Give some examples of disorders that are related to defects in DNA repair.
- Xeroderma pigmentosum – caused by defects in the NER system. It’s a rare genetic skin – the skin is abnormally sensitive to UV light. It is caused by DNA damage – there’s a lack in NER of UV-induced thymine dimers, i.e. an endonuclease deficiency. Skin tumours are formed.
- There are a lot more disorders associated with defects in DNA damage and are associated with predisposition to cancer, e.g. ataxia telangiectasia.

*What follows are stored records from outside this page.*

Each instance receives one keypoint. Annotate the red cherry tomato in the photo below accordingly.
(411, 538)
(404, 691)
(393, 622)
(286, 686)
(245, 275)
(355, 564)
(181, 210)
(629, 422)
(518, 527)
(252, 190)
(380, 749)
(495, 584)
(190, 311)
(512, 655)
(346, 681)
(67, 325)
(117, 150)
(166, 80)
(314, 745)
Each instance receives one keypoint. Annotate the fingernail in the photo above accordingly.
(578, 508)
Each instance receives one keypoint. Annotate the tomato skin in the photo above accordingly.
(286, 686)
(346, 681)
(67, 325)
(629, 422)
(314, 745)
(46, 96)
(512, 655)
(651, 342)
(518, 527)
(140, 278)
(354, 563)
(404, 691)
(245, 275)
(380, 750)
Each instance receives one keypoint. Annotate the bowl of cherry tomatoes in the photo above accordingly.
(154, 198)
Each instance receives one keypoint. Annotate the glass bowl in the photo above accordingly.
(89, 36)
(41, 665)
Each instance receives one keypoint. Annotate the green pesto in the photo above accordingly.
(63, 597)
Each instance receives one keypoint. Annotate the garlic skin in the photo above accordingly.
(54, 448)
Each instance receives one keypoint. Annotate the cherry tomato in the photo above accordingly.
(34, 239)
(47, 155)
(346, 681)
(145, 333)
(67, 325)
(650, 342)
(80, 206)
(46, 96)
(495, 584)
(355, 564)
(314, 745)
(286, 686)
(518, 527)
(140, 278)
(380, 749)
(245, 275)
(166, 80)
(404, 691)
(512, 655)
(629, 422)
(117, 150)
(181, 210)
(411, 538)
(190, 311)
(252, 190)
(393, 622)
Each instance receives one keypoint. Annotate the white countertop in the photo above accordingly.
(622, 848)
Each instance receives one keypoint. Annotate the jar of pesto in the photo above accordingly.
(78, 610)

- There’s also defective double strand break repair in familial breast cancer genes BRCA1 and BRCA2.
Explain the mechanism of PARP inhibitors in relation to the BRCA genes.
They are drugs that are pharmalogical inhibitors of the enzyme poly ADP ribose polymerase (PARP).
- PARP is important for repairing single-strand breaks (‘nicks’ in the DNA).
- PARP inhibitors cause the nick to persist unrepaired until DNA is replicated (which must precede cell division), then the replication itself can cause double strand breaks to form.
- BRCA1, BRCA2 are proteins that are important for the repair of double-strand DNA breaks by homologous recombination. If mutated, the change can lead to errors in DNA repair that can eventually cause breast cancer.
- Drugs that inhibit PARP1 can cause multiple double strand breaks to form in this way, and in tumours with BRCA1, BRCA2 mutations these double strand breaks cannot be efficiently repaired, leading to the death of the cells.
- This is an effective way of targeting breast cancer cells.
- Normal cells that don’t replicate their DNA as often as cancer cells, and that lacks any mutated BRCA1 or BRCA2 still have homologous repair operating, which allows them to survive the inhibition of PARP.